= Parasitic computing =

Parasitic computing is a technique where a program in normal authorized interactions with another program manages to get the other program to perform computations of a complex nature without exploiting vulnerabilities to execute attacker-supplied code on the latter. It is, in a sense, a security exploit in that the program implementing the parasitic computing has no authority to consume resources made available to the other program.

It was first proposed by Albert-Laszlo Barabasi, Vincent W. Freeh, Hawoong Jeong & Jay B. Brockman from University of Notre Dame, Indiana, USA, in 2001. The example given by the original paper was two computers communicating over the Internet, under disguise of a standard communications session. The first computer is attempting to solve a large and extremely difficult 3-SAT problem; it has decomposed the original 3-SAT problem in a considerable number of smaller problems. Each of these smaller problems is then encoded as a relation between a checksum and a packet such that whether the checksum is accurate or not is also the answer to that smaller problem. The packet/checksum is then sent to another computer. This computer will, as part of receiving the packet and deciding whether it is valid and well-formed, create a checksum of the packet and see whether it is identical to the provided checksum. If the checksum is invalid, it will then request a new packet from the original computer. The original computer now knows the answer to that smaller problem based on the second computer's response, and can transmit a fresh packet embodying a different sub-problem. Eventually, all the sub-problems will be answered and the final answer easily calculated.

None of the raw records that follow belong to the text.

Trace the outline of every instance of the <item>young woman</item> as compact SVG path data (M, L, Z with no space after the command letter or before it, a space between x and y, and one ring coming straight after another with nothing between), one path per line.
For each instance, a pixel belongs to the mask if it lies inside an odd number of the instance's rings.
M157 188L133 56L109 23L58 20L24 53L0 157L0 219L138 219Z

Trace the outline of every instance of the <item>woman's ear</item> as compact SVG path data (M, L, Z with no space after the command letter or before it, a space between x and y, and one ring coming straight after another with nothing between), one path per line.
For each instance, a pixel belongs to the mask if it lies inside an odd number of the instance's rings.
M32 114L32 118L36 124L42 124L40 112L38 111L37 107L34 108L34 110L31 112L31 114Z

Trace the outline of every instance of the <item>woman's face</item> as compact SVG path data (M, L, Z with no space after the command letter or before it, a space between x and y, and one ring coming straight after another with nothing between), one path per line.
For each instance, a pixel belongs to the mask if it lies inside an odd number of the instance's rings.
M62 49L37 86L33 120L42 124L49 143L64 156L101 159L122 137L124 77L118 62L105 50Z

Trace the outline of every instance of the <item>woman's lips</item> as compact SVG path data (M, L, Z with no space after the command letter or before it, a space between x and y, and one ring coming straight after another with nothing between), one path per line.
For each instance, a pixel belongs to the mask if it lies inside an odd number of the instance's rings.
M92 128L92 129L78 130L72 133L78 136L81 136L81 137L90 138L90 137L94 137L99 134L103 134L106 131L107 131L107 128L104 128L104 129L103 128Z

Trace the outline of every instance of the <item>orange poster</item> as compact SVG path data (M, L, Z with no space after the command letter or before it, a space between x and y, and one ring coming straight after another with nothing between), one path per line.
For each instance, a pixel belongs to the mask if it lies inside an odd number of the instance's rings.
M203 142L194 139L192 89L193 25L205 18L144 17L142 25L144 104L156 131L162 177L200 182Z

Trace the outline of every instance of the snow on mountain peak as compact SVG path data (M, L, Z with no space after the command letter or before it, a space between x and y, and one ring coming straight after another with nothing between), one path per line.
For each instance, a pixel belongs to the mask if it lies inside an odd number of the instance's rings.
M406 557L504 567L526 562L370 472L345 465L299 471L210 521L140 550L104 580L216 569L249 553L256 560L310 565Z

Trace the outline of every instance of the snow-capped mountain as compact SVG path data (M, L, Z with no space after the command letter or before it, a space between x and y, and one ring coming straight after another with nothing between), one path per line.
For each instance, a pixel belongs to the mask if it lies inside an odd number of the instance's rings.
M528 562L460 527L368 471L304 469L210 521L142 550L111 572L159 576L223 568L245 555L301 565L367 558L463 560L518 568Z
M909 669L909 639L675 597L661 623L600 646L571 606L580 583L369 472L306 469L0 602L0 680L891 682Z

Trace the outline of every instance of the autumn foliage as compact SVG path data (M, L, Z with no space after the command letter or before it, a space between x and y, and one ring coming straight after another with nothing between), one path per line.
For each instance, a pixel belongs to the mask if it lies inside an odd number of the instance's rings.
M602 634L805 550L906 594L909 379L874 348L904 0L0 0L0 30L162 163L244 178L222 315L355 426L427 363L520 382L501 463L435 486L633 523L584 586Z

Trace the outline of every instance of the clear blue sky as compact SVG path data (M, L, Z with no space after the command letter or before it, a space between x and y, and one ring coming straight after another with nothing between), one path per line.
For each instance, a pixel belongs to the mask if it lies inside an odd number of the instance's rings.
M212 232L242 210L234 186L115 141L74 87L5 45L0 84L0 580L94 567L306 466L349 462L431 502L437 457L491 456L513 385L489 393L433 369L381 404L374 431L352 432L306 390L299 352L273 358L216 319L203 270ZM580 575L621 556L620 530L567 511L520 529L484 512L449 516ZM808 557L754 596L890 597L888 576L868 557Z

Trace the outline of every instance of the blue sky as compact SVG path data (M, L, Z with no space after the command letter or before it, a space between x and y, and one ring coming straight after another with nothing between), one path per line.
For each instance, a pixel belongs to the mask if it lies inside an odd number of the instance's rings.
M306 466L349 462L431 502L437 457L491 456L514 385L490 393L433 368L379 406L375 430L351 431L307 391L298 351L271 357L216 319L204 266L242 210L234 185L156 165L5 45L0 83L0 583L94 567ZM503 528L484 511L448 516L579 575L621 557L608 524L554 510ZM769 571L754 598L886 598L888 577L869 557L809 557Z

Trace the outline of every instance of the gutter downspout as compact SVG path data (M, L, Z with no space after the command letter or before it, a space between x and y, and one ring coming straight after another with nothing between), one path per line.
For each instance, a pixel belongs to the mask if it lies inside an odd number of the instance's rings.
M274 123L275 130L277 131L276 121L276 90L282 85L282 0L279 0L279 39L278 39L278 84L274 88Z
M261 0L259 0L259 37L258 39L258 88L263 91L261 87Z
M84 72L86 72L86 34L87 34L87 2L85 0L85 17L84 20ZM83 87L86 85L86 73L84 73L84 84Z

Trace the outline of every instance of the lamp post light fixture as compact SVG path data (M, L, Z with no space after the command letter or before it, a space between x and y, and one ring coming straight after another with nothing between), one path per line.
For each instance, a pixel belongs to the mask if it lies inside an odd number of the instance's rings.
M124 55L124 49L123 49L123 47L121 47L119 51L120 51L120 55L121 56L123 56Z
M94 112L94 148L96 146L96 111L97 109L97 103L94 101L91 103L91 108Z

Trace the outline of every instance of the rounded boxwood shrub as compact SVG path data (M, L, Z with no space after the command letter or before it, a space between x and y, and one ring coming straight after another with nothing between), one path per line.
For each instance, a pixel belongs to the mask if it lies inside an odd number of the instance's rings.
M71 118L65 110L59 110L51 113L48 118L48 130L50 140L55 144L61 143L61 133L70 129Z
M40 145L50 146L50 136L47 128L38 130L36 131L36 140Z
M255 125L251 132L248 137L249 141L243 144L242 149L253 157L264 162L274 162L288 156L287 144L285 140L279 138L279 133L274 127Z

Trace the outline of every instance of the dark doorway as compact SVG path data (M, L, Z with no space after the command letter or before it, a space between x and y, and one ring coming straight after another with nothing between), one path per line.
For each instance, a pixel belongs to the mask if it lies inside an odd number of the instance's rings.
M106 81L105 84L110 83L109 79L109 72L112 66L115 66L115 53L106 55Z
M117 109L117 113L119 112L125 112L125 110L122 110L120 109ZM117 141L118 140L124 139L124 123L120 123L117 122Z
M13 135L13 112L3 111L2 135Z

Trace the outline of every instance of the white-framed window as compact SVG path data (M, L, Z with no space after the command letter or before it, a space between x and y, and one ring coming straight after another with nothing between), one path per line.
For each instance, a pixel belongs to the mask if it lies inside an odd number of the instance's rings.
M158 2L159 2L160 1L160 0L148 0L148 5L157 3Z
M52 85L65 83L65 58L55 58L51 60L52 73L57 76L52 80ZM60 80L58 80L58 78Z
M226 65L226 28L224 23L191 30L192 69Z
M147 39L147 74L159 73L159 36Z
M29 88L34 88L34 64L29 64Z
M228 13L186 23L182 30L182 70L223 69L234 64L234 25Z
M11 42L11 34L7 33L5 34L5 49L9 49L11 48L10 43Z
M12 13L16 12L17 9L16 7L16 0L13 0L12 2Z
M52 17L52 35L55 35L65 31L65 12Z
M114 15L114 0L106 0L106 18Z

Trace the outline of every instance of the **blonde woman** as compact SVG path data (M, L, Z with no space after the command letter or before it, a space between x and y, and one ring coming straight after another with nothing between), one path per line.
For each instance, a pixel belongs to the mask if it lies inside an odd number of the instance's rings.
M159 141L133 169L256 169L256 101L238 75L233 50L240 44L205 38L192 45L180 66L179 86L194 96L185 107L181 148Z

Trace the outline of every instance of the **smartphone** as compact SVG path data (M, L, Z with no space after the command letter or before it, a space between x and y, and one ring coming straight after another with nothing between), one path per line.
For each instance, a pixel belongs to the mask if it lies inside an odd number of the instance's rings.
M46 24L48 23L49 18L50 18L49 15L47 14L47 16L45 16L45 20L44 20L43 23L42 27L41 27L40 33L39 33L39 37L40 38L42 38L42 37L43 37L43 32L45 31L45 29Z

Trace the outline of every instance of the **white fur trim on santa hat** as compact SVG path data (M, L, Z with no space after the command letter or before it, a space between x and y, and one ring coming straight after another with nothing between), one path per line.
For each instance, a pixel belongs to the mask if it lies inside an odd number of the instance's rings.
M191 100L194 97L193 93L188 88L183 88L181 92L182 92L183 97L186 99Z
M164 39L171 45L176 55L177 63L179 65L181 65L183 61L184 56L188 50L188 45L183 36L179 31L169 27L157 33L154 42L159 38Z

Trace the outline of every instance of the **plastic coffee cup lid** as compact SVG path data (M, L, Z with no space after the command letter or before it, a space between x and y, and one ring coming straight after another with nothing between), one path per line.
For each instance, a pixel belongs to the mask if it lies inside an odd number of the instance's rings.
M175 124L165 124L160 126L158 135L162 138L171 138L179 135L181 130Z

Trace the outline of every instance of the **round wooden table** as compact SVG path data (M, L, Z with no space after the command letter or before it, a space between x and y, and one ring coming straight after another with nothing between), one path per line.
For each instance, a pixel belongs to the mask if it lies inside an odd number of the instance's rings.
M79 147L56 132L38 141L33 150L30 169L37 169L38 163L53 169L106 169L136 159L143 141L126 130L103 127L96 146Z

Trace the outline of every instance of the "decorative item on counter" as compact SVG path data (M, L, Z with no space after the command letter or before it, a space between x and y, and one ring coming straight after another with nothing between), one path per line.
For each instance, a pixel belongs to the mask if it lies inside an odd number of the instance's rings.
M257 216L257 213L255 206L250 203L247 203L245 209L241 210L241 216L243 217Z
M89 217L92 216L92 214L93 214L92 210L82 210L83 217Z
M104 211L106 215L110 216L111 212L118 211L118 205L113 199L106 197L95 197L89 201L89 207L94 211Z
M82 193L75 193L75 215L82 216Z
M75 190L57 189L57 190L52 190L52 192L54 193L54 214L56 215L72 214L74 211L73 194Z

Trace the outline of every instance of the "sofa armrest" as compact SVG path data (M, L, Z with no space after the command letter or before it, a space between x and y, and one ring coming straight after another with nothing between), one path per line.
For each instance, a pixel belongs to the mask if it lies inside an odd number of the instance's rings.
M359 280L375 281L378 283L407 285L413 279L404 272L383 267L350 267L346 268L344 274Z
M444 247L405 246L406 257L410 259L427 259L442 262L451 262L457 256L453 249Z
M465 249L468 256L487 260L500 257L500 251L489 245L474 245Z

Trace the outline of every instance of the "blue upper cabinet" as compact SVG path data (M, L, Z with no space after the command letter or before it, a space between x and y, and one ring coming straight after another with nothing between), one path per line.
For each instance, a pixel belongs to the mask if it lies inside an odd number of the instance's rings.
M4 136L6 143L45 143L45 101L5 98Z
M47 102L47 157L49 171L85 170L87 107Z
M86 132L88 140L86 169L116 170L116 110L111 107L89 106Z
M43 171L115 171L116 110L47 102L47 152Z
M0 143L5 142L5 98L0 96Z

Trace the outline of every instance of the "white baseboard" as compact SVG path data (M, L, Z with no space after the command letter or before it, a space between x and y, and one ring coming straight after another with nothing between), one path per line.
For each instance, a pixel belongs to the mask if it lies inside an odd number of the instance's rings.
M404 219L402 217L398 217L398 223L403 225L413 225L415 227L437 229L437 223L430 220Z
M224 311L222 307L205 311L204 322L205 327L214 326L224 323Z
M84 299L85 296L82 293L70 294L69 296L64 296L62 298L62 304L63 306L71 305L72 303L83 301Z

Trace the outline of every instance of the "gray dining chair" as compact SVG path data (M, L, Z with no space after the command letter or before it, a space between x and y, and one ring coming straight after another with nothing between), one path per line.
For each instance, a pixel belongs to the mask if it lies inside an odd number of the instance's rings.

The example is based on an exploit of the Transmission Control Protocol (TCP), used for internet connections, so in the end, the target computer(s) is unaware that it has performed computation for the benefit of the other computer, or even done anything besides have a normal TCP/IP session.

The proof-of-concept is obviously extremely inefficient as the amount of computation necessary to merely send the packets in the first place easily exceeds the computations leeched from the other program; the 3-SAT problem would be solved much more quickly if just analyzed locally. In addition, in practice packets would probably have to be retransmitted occasionally when real checksum errors and network problems occur. However, parasitic computing on the level of checksums is a demonstration of the concept. The authors suggest that as one moves up the application stack, there might come a point where there is a net computational gain to the parasite - perhaps one could break down interesting problems into queries of complex cryptographic protocols using public keys. If there was a net gain, one could in theory use a number of control nodes for which many hosts on the Internet form a distributed computing network completely unawares.

Students of the University of Applied Sciences, Bern, Switzerland, extended this concept into a programmable virtual machine in 2002.

==See also==
- Denial-of-service attack – Flooding a server with requests with the goal of disrupting its services. In contrast with parasitic computing, the "stolen" computing power is not used for useful calculations.